What’s left out, in a word – this is still more true in America than in Great Britain – is anything that used to count as an important political issue. Class conflict in particular does not represent well on the screen; and that, obviously, is the reason why media management is not simply an ideologically-neutral stupefaction of the democratic body public. It favours the Right, because the Right cannot advertise its essential function as the representative of a privileged minority. The handlers then tend to be anti-intellectual: voters (and consumers) are thought to be irrational by nature, they are bored by politics. What reasonable person could be gulled by this flimflam? If Poirier’s analysis of what is really there on the television screen is typical of American political consciousness, then the handlers may already have achieved more than we thought.
Paul Sawyer
Cornell University
Vol. 11 No. 11 · 1 June 1989
From Cushing Strout
Richard Poirier would not recognise either his books or his editorial career under Paul Sawyer’s perjorative labels of ‘a conservative academic’ and ‘a reasonable pragmatist with a long historical perspective’ (Letters, 30 March). But any knowledgable and empirically-minded reader ought to recognise the accuracy of Poirier’s criticism of Baudrillard’s mythologising America. The Parisian journalist Diana Pinto, reviewing it in La Revue Tocqueville, offered it as the best example of L’Amérique dans les têtes, proof of ‘the extent to which America is a figment of the French imagination light years away from any concrete national reality.

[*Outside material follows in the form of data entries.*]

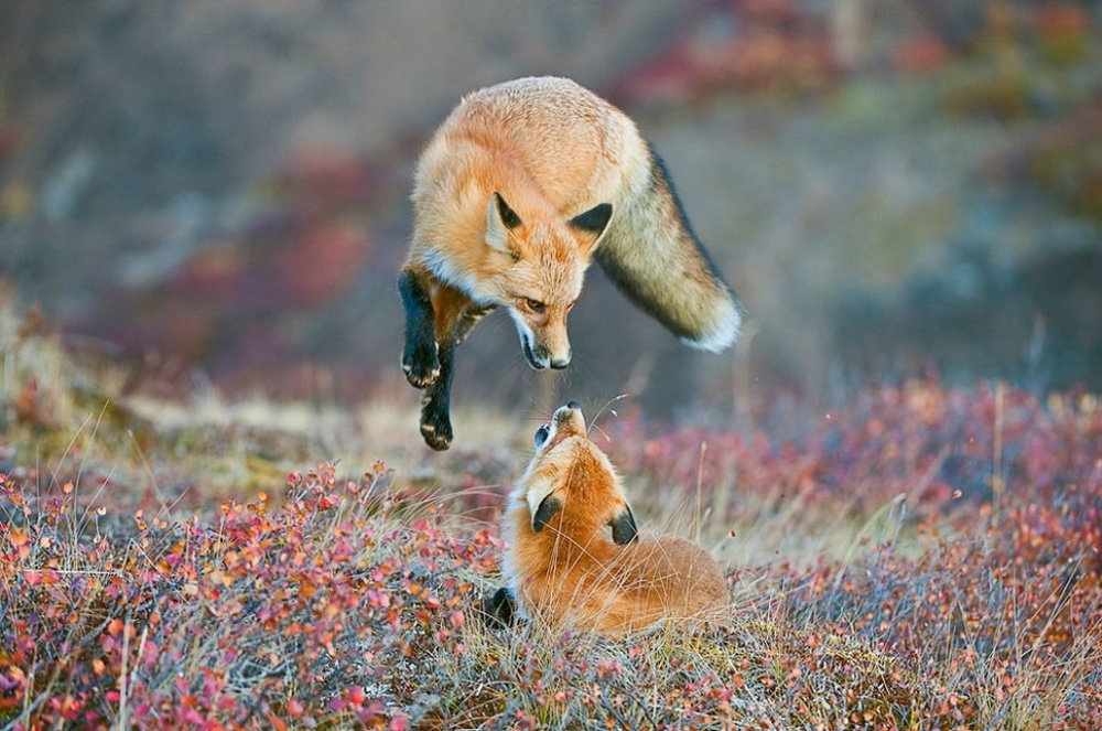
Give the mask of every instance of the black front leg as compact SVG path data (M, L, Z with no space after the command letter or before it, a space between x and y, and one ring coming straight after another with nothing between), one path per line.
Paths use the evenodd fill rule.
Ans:
M424 279L412 269L402 269L398 275L398 291L406 309L402 370L411 386L425 388L435 383L441 374L432 299Z
M424 443L437 452L452 443L452 362L455 356L455 338L447 337L441 343L440 373L424 389L421 398L421 436Z

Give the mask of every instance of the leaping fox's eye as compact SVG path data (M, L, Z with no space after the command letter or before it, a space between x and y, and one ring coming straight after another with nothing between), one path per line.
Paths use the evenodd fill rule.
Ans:
M536 449L542 447L543 442L545 442L548 440L548 437L550 436L551 436L551 424L541 423L540 428L536 430Z

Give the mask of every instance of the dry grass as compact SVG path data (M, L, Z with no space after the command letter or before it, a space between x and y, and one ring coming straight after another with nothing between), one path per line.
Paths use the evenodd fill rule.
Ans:
M506 419L428 460L397 398L122 399L10 307L0 357L0 728L1102 724L1090 395L874 388L784 442L604 417L732 596L609 642L478 620Z

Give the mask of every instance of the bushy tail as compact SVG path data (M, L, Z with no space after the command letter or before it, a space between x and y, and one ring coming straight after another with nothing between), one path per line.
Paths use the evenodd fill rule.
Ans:
M693 234L653 148L648 173L613 212L594 258L628 300L687 345L720 352L737 338L738 298Z

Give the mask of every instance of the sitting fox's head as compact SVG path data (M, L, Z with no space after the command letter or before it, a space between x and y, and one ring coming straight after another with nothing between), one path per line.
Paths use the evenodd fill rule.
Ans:
M608 458L586 436L576 401L536 431L536 454L521 477L533 533L551 529L583 545L605 526L619 545L636 539L631 509Z
M497 193L486 209L486 245L509 257L494 277L495 299L517 324L520 347L538 370L570 364L566 314L582 293L590 256L613 207L607 203L563 221L521 219Z

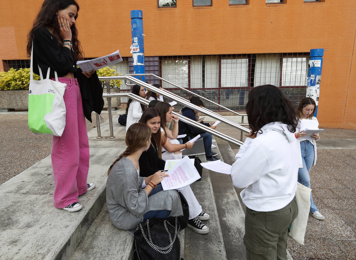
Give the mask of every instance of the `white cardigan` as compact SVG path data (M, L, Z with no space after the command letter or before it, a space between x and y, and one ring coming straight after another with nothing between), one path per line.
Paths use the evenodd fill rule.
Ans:
M312 119L310 119L310 120L316 120L317 121L318 121L318 119L317 119L315 117L315 116L313 116L313 117L312 118ZM299 119L299 121L298 121L298 125L297 126L297 129L295 131L296 133L298 133L299 132L300 132L301 131L303 131L304 130L304 129L302 129L301 130L300 129L300 127L301 126L302 126L302 121L300 120L300 119ZM320 139L320 138L319 137L319 139ZM319 139L318 139L318 140L319 140ZM300 140L300 138L298 138L297 140L298 141L298 144L299 144L299 150L300 152L300 155L299 156L299 165L302 165L302 166L301 166L300 167L300 168L303 168L303 163L302 160L302 151L300 150L300 143L303 140ZM310 142L310 143L311 143L312 144L313 144L313 146L314 147L314 161L313 162L313 165L315 165L315 164L316 164L316 143L315 142L315 139L313 139L312 140L308 140L309 141L309 142Z
M235 187L246 187L240 194L246 207L272 211L285 207L295 195L299 143L287 125L280 122L268 124L262 130L240 147L231 176Z
M143 112L141 107L141 104L135 100L130 103L127 111L127 119L126 121L126 132L131 124L138 123L141 118Z

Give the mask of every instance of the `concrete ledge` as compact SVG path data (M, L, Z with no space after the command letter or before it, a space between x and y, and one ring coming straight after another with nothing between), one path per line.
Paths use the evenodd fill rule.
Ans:
M118 117L114 117L117 124ZM101 125L104 137L109 135L107 124ZM117 137L112 140L96 139L95 128L88 133L88 181L96 186L79 197L80 211L67 212L53 206L50 156L0 185L0 259L70 257L105 202L108 169L125 148L124 127L114 129Z

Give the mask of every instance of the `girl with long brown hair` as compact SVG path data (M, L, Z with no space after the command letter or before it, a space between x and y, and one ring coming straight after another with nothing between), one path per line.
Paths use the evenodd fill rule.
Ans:
M315 141L320 138L319 134L314 134L310 137L313 140L302 140L307 134L303 132L305 129L302 129L302 122L303 119L317 121L314 116L315 107L316 106L314 100L311 97L305 97L302 100L297 108L297 120L298 125L295 133L295 138L299 143L302 156L302 163L303 167L299 168L298 171L298 182L308 188L310 187L310 177L309 172L312 166L316 163L316 143ZM316 207L313 199L313 196L310 193L310 213L317 219L323 220L325 219Z
M106 202L113 224L122 229L135 228L151 218L165 218L183 214L180 198L175 190L163 191L161 182L168 176L157 171L140 177L138 159L150 145L151 131L144 124L135 123L127 129L127 147L108 172Z
M49 68L50 78L54 79L56 71L58 80L67 84L63 97L66 127L61 136L53 137L51 158L53 203L69 212L82 208L78 196L95 186L93 183L87 183L89 144L84 114L91 122L92 111L100 113L104 105L96 73L94 70L83 72L77 68L76 62L83 57L76 26L79 10L74 0L45 0L27 44L27 54L33 58L34 72L38 74L41 70L45 73ZM79 83L85 85L80 89Z

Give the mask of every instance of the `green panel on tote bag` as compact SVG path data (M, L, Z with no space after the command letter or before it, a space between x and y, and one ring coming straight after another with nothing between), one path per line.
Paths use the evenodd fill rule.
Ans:
M28 127L33 133L53 133L47 127L44 116L52 111L54 94L28 95Z

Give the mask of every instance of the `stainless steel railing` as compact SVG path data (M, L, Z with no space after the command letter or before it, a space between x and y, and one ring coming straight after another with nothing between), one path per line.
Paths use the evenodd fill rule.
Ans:
M118 79L121 80L129 80L135 84L137 84L140 86L145 87L150 90L152 90L154 92L158 93L163 96L167 97L169 99L172 99L173 100L175 100L177 102L182 104L184 106L188 106L194 110L198 111L201 113L209 116L216 120L219 120L223 123L224 123L231 126L241 131L242 133L242 132L244 132L248 133L249 133L250 132L250 130L248 128L241 126L240 124L234 121L233 121L229 118L221 116L215 112L210 111L204 107L200 107L197 106L193 105L186 99L181 97L175 94L172 93L169 91L164 89L159 89L149 84L146 83L145 82L144 82L143 81L140 80L139 79L136 79L136 78L135 78L131 76L126 75L125 76L99 77L99 79L100 80L101 80L106 81L110 81L110 80L116 80ZM141 103L146 105L149 103L149 102L148 100L146 99L129 92L111 94L110 93L109 86L109 85L108 83L107 83L106 87L108 93L107 94L103 94L103 97L106 97L108 99L108 111L109 113L109 124L110 127L110 137L111 138L115 138L115 137L114 136L113 131L112 129L112 114L111 113L111 100L111 100L111 98L117 97L127 97L131 98L133 100L136 100ZM175 115L178 115L178 114L176 112L174 112L173 113ZM100 138L101 137L101 133L100 133L100 125L99 125L99 121L98 120L98 116L97 115L97 131L98 132L98 137L97 138ZM204 130L204 131L206 131L208 133L210 133L212 134L218 136L218 137L224 140L225 140L226 141L232 143L239 146L241 145L243 143L242 142L242 134L241 134L241 140L239 141L236 139L235 139L235 138L227 136L227 135L225 135L220 133L215 129L212 129L210 127L204 126L200 123L197 123L196 122L193 120L192 120L182 115L179 115L179 117L180 120L182 120L183 122L184 122L187 123L192 125L194 126L197 127Z

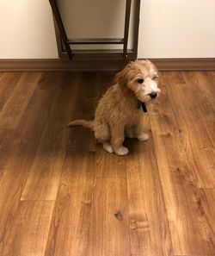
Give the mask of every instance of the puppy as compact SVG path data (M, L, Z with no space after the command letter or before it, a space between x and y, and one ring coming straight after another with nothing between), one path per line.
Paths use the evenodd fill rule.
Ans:
M130 62L116 75L115 81L99 101L93 121L76 120L68 126L90 128L106 151L126 155L125 134L140 141L148 140L142 126L143 109L144 103L157 98L161 91L157 70L147 59Z

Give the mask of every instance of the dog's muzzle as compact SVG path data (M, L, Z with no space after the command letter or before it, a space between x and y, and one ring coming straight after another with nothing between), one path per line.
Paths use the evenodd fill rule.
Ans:
M155 92L155 91L153 91L153 92L150 93L149 96L150 96L151 98L156 98L157 96L157 93Z

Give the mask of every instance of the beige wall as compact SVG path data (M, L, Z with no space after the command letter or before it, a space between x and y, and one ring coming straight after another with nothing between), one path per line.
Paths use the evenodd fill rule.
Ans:
M58 58L48 0L0 0L0 59Z
M83 6L81 14L75 11L77 25L72 22L71 31L76 36L82 35L85 16L84 24L94 22L92 36L121 36L125 0L102 0L104 13L92 8L101 1L70 1L73 7L90 3L84 4L85 9ZM215 58L214 9L214 0L142 0L138 58ZM105 22L102 25L97 13ZM65 20L71 19L68 14ZM48 0L0 0L0 59L58 58Z
M138 57L215 57L215 0L143 0Z

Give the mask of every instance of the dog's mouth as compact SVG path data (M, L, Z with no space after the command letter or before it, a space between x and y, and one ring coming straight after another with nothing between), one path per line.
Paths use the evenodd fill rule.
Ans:
M143 102L141 102L141 101L138 101L138 108L139 109L141 107L142 107L143 111L144 113L146 113L147 112L147 109L146 109L145 103L143 103Z

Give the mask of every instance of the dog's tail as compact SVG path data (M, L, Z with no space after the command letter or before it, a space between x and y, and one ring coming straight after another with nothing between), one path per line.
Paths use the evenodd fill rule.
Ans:
M71 126L83 126L83 127L88 128L93 131L94 130L94 120L92 120L92 121L87 121L84 119L75 120L75 121L70 122L68 123L68 127L71 127Z

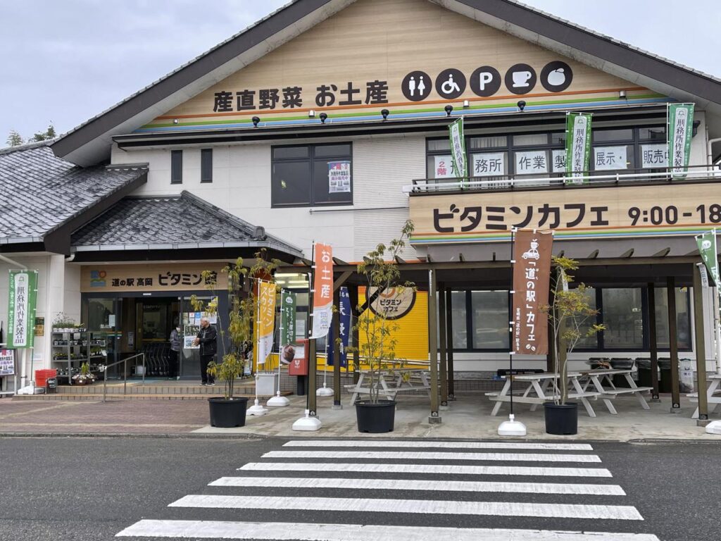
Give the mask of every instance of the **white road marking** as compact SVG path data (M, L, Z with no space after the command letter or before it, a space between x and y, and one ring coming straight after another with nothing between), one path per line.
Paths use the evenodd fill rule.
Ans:
M335 511L358 513L410 513L491 516L542 516L564 519L643 520L632 506L582 503L532 503L508 501L459 501L449 500L401 500L364 498L296 498L226 494L190 494L169 507L229 509L277 509L288 511Z
M600 462L597 454L443 453L415 451L270 451L262 458L365 458L372 460L494 460L531 462Z
M423 440L294 439L283 447L405 447L410 449L517 449L529 451L593 451L588 444L526 443L525 441L428 441Z
M287 477L221 477L210 486L278 487L291 488L349 488L360 490L437 491L448 492L505 492L534 494L591 494L626 496L618 485L575 485L559 483L487 483L409 479L348 479Z
M439 539L454 541L658 541L658 537L650 534L606 532L199 520L141 520L115 537L280 541L368 541L373 539L393 541L437 541Z
M613 477L601 467L529 466L461 466L455 464L350 464L338 462L249 462L242 470L264 472L366 472L374 473L443 473L472 475Z

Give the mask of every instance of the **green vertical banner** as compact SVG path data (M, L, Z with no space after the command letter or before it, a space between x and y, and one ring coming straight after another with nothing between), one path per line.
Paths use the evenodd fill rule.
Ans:
M11 270L7 309L7 347L32 348L35 339L37 271Z
M453 122L448 126L448 138L451 140L451 155L456 176L463 179L461 185L468 177L468 162L466 160L466 142L463 137L463 117Z
M286 364L293 361L296 342L296 294L285 289L280 291L280 361Z
M669 103L666 107L668 167L672 178L685 178L694 131L694 104Z
M590 163L590 113L566 113L567 184L588 182L583 177Z
M699 253L701 254L701 259L708 269L711 279L714 281L714 285L717 287L719 283L719 264L718 257L716 251L716 229L712 229L707 233L696 235L696 243L699 246Z

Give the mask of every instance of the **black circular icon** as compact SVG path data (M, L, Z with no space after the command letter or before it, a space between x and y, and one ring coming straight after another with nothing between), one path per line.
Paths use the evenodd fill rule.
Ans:
M500 88L500 74L490 66L482 66L471 75L471 89L477 96L492 96Z
M454 68L444 69L435 78L435 92L441 97L455 100L466 89L466 76Z
M565 62L554 60L541 70L541 84L549 92L560 92L571 86L573 71Z
M401 89L403 95L412 102L420 102L425 100L430 94L433 82L425 71L411 71L403 78Z
M536 86L536 72L528 64L516 64L505 72L505 87L513 94L528 94Z

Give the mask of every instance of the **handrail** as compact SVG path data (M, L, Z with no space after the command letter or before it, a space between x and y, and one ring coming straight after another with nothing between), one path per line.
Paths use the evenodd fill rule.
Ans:
M116 361L112 364L106 364L103 366L102 371L105 372L102 378L102 402L105 403L105 397L107 394L107 369L112 368L112 366L116 366L120 363L123 363L123 395L125 396L128 394L128 361L131 359L136 359L136 357L143 358L143 385L145 385L145 353L138 353L137 355L133 355L131 357L126 357L120 361Z

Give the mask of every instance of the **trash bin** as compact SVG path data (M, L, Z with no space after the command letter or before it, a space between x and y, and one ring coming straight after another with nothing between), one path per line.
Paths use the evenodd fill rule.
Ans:
M681 392L694 392L694 362L690 359L678 361L678 387Z
M670 359L658 359L658 369L660 377L658 378L658 392L671 392L671 360Z
M611 359L611 367L618 370L631 370L633 368L633 361L630 359ZM619 387L629 387L631 384L628 382L626 377L622 374L616 374L612 378L614 385Z
M637 359L636 366L638 367L638 386L653 387L651 378L651 359Z

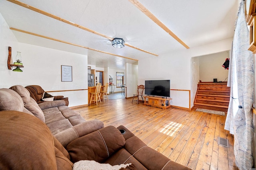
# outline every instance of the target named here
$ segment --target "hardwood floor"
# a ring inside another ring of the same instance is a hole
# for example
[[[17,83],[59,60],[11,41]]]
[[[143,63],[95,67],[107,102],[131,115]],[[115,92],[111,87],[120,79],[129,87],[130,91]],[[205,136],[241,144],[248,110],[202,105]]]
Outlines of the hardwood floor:
[[[237,170],[234,137],[224,130],[226,116],[171,107],[132,104],[132,99],[110,100],[98,106],[74,109],[86,120],[105,126],[123,125],[148,146],[171,160],[194,170]],[[218,144],[227,139],[229,148]]]

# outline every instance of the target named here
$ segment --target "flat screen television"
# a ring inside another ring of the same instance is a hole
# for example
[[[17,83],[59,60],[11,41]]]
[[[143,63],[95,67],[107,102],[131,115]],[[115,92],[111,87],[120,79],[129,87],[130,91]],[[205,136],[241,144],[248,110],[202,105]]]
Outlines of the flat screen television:
[[[170,97],[170,80],[145,80],[145,94]]]

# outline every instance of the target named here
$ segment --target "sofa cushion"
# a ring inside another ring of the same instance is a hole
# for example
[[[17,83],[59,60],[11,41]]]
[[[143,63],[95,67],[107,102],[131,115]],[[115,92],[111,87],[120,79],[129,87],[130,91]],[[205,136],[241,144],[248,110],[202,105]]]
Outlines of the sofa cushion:
[[[125,144],[119,130],[109,126],[72,141],[66,149],[73,163],[81,160],[102,162]]]
[[[42,97],[44,92],[44,90],[38,85],[27,86],[25,87],[28,90],[30,96],[36,102],[38,102],[42,99]]]
[[[36,117],[44,122],[45,119],[43,111],[42,111],[36,102],[30,96],[29,92],[22,86],[16,85],[9,88],[20,95],[22,100],[24,107],[32,113]],[[23,111],[23,110],[21,111]],[[25,111],[26,112],[26,111]]]
[[[49,101],[53,101],[53,99],[54,98],[54,97],[52,98],[45,98],[44,99],[42,99],[43,101],[44,102],[49,102]]]
[[[22,111],[24,108],[23,101],[18,93],[8,88],[0,89],[0,111]]]
[[[9,88],[16,92],[22,99],[24,105],[29,102],[30,98],[29,92],[26,88],[22,86],[16,85]]]
[[[38,105],[35,100],[33,99],[30,96],[29,97],[30,99],[29,102],[24,105],[24,107],[31,111],[36,117],[44,123],[45,119],[43,111],[40,109],[40,107],[38,106]]]
[[[67,119],[52,122],[47,125],[54,135],[73,127]]]
[[[104,127],[103,122],[98,120],[86,121],[71,128],[54,135],[54,137],[64,147],[71,141]]]
[[[0,169],[72,170],[44,123],[22,112],[0,113]]]

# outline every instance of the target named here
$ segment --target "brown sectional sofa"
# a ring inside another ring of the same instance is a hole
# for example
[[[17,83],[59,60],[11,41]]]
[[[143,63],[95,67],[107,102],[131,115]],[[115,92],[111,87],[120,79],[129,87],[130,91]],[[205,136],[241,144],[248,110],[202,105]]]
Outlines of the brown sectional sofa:
[[[27,89],[20,85],[0,89],[0,111],[14,110],[34,115],[45,123],[64,146],[104,127],[102,121],[86,121],[65,104],[63,100],[38,104]]]
[[[61,100],[38,104],[26,89],[0,89],[0,169],[190,169],[123,126],[86,121]]]

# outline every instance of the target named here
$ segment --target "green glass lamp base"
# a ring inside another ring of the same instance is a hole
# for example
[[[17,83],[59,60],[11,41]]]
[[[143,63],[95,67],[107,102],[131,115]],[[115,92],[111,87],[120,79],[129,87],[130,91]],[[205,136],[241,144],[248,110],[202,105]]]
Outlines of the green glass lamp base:
[[[17,67],[16,68],[15,68],[15,69],[14,69],[12,70],[12,71],[16,71],[16,72],[22,72],[23,71],[22,71],[22,70],[21,70],[20,69],[20,67]]]

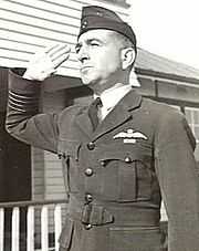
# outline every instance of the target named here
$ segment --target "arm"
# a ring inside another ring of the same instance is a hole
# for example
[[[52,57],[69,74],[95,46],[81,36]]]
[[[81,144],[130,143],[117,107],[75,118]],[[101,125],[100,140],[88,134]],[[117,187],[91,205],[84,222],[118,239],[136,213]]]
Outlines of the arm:
[[[10,72],[7,129],[18,139],[56,151],[57,115],[38,114],[41,83],[69,57],[70,49],[57,45],[35,54],[23,77]]]
[[[199,177],[185,117],[165,114],[155,140],[156,171],[168,215],[168,251],[199,250]]]

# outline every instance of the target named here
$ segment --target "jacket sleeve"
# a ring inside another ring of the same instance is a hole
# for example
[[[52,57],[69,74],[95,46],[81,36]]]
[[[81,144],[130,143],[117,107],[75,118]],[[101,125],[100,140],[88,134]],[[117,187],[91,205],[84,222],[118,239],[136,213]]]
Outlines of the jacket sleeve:
[[[160,116],[155,158],[168,215],[168,251],[199,251],[199,177],[193,148],[184,115]]]
[[[40,83],[9,72],[6,128],[19,140],[56,153],[57,115],[39,114],[40,88]]]

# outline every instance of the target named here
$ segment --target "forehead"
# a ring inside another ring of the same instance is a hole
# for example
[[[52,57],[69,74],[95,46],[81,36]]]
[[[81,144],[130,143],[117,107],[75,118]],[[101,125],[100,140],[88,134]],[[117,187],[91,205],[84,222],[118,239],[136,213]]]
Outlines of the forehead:
[[[93,39],[97,39],[101,41],[112,41],[113,33],[114,33],[114,31],[105,30],[105,29],[88,30],[78,38],[77,42],[81,43],[81,42],[84,42],[87,40],[93,40]]]

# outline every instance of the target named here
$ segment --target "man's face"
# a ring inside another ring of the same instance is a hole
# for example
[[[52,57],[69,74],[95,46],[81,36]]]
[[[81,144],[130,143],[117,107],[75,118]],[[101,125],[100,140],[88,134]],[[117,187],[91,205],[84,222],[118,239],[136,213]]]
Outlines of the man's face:
[[[81,77],[85,85],[114,84],[122,70],[121,44],[113,31],[90,30],[76,44]]]

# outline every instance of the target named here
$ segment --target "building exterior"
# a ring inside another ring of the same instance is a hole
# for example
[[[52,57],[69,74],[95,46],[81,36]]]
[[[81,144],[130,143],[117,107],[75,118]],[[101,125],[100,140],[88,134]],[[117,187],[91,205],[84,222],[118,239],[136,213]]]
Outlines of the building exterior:
[[[81,9],[100,4],[128,20],[125,0],[0,0],[0,200],[65,199],[57,156],[11,138],[4,130],[8,67],[27,67],[30,56],[45,45],[69,43],[70,60],[43,84],[41,111],[61,111],[90,103],[91,91],[81,84],[74,44]],[[138,50],[135,72],[139,92],[181,109],[193,130],[199,160],[199,70]],[[12,174],[12,175],[11,175]]]

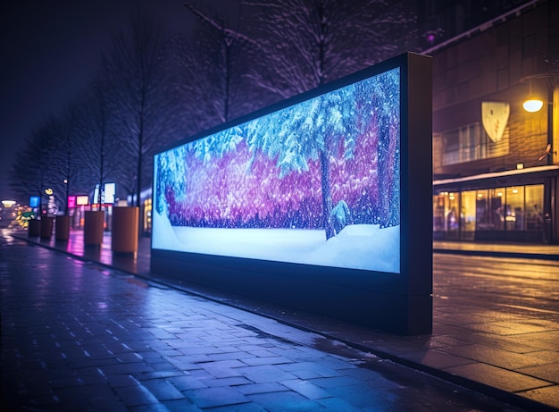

Americans reading the book can only wonder what society he is describing.’
My colleague Sawyer makes far too much of Poirier’s single brief reference to George Bush’s campaign and implausibly assumes that we need French Post-Structuralism in order to criticise the media’s reduction of political argument to ‘impressions’ – a point Sawyer himself derives from Joe McGinnis’s The Selling of the President. The Frenchman’s exaggeration of the media’s influence makes it impossible to understand why some 46 per cent of the voters chose the ‘cool’ candidate rather than the ‘warm’ one supposedly favoured by the media. Whatever Sawyer’s abstraction ‘the American political consciousness’ means, it must take account as well of the complaint so many of the winners made about the low level of their candidate’s campaign. The important, unhappy and neglected fact, moreover, is that nearly half the electorate (in spite of the media’s wooing) did not vote at all because both candidates seemed weak, as Poirier recognised. Many of us who voted with reservations for Dukakis think he bungled his early lead, not least because for most of the campaign he shunned ‘liberalism’ as if it were a malignity. His philosophical bedfellows on this score, ironically enough, are the rigorously anti-liberal French Post-Structuralists to whom Sawyer misguidedly urges us to turn for political enlightenment.